The Superior Courts are divided into five divisions and further into 48 districts. As of 2022, there are 109 Superior Court judges. Judges are constitutionally required to be licensed attorneys, but are forbidden from engaging in the private practice of law during their tenures. They must also be under the age of 72 years. They are popularly elected in the district in which they reside and serve a term of eight years. The governor appoints judges to fill vacancies on the bench pending the next state legislative election or until the expiration of a preceding incumbent's term. Special Superior Court judges are nominated by the governor and confirmed by the General Assembly to serve five-year terms, and may serve in a district in which they do not reside. The chief justice of the Supreme Court may also assign judges to districts in emergency situations. Judges are required by the state constitution to rotate from district to district within their division every six months in order to avoid the incidence of conflicts of interest.

The administrative affairs of each district are supervised by a senior resident judge. A clerk of Superior Court is elected in every county to keep court records. The clerk also serves as a judge of probate and is empowered to hold certain hearings, such as in cases involving adoptions, questions of guardianship for incompetent adults, and partitions of land. Senior resident judges may remove clerks from office in their district for misconduct or incapacity, and vacancies in clerk's offices are filled by the appointment of the senior resident judge pending the next state legislative election.
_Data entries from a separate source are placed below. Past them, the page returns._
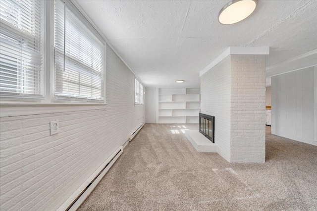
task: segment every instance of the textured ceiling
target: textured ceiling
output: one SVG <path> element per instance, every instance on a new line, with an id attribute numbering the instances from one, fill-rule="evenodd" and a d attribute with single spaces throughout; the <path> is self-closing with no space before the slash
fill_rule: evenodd
<path id="1" fill-rule="evenodd" d="M 147 87 L 200 86 L 199 72 L 229 46 L 270 46 L 267 66 L 317 49 L 317 0 L 259 0 L 223 25 L 228 1 L 77 0 Z"/>

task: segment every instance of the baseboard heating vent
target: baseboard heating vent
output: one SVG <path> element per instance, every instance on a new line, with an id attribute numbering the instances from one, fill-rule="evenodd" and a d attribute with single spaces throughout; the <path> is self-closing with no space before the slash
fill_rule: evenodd
<path id="1" fill-rule="evenodd" d="M 123 152 L 122 146 L 118 148 L 57 211 L 76 211 L 96 187 Z"/>
<path id="2" fill-rule="evenodd" d="M 132 140 L 132 138 L 133 138 L 133 137 L 135 136 L 135 135 L 136 135 L 137 133 L 138 133 L 138 132 L 139 132 L 141 129 L 141 128 L 142 128 L 142 127 L 143 127 L 145 124 L 145 123 L 143 123 L 139 127 L 138 127 L 134 132 L 132 132 L 130 135 L 129 135 L 129 138 L 130 138 L 130 141 Z"/>

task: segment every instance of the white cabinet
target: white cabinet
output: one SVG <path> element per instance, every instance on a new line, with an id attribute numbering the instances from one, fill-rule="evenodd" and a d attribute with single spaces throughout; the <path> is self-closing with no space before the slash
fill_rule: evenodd
<path id="1" fill-rule="evenodd" d="M 271 126 L 271 110 L 266 109 L 265 110 L 265 125 Z"/>
<path id="2" fill-rule="evenodd" d="M 200 88 L 158 90 L 157 123 L 199 123 Z"/>

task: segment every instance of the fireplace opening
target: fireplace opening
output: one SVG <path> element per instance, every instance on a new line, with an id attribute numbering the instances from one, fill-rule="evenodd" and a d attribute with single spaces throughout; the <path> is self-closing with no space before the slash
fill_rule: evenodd
<path id="1" fill-rule="evenodd" d="M 214 117 L 200 113 L 199 131 L 214 143 Z"/>

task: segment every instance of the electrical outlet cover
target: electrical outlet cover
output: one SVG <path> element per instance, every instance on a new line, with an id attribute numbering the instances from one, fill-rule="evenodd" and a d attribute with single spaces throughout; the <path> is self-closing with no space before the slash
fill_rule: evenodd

The clerks are also responsible for nominating local magistrates, subject to the confirmation of the senior resident judge.

=== North Carolina Business Court ===
At the direction of the chief justice of the North Carolina Supreme Court, a special superior court judge may convene the North Carolina Business Court to oversee trials involving complex questions of corporate and commercial law. Ben F. Tennille was the first appointed Business Court judge. It is one of the oldest and most influential business courts in the United States.

Although the Supreme Court created the Business Court via amending General Rules of Practice 2.1 and 2.2, North Carolina's executive and legislative branches have been involved with the Business Court's implementation and development. The Business Court's jurisdiction includes statutorily based mandatory complex business cases and discretionary complex business cases, as well as Supreme Court rule based exceptional cases, under General Rule of Practice 2.1. As of January 1, 2021, by statute, the Business Court was given jurisdiction of certain commercial receiverships. Again by statute, the Business Court also hears certain tax related claims.

The legislature first expanded the number of Business Court judges in 2005, from one to three, and there were five judges as of 2017, which remains the number (as of May 2024).

In 2014, the Business Court Modernization Act became law, providing for, among other things, a direct right of appeal to the North Carolina Supreme Court, expanding on the longstanding practice of issuing written opinions, and refining the court's case type jurisdiction.

There are a distinct set of North Carolina Business Court Rules. Among other things, this includes mandatory mediation under Rule 11, mediation being an important component of Business Court practice from its early days.